The headline was for a column in The Dallas Morning News written by Tracy Begland, a freelance writer and volunteer at the school her kids attend, shared some heartwarming stories about band and choir and music and how kids benefit from the experience. One girl who was not performing well in an elementary school music program, started to improve after the teacher took time to talk to her outside of class to see what the problem was. Later the girl told the teacher all she needed was a little encouragement.
Another teacher encouraged a mediocre singer by putting her in the top choir and the girl rose to the challenge. She never became the best singer, but she became a better singer and took great pride in that and herself.
Perhaps the most touching story Tracy related was about a boy with cerebral palsy. The middle school band teacher was warned by the elementary music teacher that Bill might be too much of a challenge in the more structured middle school program and perhaps it would be better if Bill’s parents were encouraged to remove him from the band program. The middle school teacher didn’t notify the parents and accepted the boy into the band. By the end of middle school, Bill showed some physical improvement. His drooling decreased, his fingers worked independently, and he was able to speak more clearly.

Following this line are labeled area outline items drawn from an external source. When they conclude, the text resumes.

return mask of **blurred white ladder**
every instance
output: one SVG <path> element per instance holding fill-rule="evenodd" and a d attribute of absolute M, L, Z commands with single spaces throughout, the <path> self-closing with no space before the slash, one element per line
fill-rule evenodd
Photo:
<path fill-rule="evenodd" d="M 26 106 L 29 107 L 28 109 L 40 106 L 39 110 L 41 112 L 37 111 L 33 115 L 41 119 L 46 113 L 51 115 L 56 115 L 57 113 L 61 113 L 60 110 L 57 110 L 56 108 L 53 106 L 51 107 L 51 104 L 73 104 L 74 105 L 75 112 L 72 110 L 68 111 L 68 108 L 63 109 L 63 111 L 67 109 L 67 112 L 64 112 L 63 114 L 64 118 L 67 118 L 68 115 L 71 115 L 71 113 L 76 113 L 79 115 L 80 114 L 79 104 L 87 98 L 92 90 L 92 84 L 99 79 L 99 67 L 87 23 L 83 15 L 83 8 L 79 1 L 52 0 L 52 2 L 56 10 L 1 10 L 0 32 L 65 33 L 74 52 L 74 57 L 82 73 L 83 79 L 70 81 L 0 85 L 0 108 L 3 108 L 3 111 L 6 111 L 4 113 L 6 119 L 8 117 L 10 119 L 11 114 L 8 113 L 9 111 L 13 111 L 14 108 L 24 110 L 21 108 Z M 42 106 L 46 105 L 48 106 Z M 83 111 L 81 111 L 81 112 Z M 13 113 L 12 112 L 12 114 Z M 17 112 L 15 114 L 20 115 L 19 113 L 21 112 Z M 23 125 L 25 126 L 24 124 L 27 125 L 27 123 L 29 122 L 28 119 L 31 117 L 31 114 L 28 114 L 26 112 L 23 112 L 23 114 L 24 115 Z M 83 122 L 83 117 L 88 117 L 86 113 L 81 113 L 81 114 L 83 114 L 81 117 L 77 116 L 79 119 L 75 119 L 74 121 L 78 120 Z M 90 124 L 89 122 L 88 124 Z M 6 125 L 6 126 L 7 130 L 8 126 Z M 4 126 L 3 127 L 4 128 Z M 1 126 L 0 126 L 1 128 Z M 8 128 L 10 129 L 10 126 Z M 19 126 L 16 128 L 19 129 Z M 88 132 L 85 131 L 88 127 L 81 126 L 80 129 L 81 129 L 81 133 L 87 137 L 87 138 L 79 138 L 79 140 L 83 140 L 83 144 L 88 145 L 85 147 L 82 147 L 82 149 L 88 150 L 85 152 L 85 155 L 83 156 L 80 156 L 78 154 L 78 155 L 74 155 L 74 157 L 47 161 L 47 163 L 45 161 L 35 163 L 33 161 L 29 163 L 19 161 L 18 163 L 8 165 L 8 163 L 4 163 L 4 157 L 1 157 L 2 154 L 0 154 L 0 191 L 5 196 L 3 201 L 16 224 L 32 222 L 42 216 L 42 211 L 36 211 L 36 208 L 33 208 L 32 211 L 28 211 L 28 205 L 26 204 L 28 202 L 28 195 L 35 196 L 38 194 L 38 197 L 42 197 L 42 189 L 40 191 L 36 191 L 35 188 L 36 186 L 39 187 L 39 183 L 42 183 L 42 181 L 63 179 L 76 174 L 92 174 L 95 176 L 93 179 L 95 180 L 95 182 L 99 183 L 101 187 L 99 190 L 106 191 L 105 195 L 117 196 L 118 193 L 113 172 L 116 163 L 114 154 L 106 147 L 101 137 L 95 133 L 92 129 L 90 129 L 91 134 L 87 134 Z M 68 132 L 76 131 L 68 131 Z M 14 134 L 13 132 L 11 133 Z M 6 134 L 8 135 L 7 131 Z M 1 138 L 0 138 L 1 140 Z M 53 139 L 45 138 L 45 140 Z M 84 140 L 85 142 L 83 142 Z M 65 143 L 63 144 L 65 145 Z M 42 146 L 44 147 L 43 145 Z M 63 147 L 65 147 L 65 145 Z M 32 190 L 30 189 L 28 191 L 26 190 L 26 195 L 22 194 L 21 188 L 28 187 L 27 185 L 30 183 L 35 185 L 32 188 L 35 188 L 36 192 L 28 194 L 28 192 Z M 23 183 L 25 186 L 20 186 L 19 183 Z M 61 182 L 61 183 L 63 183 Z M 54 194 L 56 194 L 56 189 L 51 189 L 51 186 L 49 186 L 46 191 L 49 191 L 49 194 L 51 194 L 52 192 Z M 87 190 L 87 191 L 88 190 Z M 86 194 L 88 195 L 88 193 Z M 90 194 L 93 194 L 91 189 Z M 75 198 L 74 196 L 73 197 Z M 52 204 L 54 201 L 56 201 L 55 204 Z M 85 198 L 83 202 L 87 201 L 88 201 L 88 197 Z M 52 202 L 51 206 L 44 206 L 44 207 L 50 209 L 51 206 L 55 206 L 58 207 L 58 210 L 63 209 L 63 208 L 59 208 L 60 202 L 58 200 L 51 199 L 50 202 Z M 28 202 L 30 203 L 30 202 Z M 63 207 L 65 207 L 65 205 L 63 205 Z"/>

When I worked as a hospital chaplain, I routinely provided music in the rehab department. They had a room where out-patient therapy clients recovering from head trauma would gather in between sessions and they would have lunch together. I would come with my guitar once a week, and we would sing after lunch for an hour. I did not realize at first that I was doing more than bringing a little fun and good cheer, but the head of the program told me that the music was benefiting the patients physiologically. The music was helping their brains to make new synoptic connections to compensate for those that were broken.
Just like Bill. And I guess that is why this column resonated so with me.
Kudos to all the teachers who take the time and make the effort to help and encourage kid who most need it.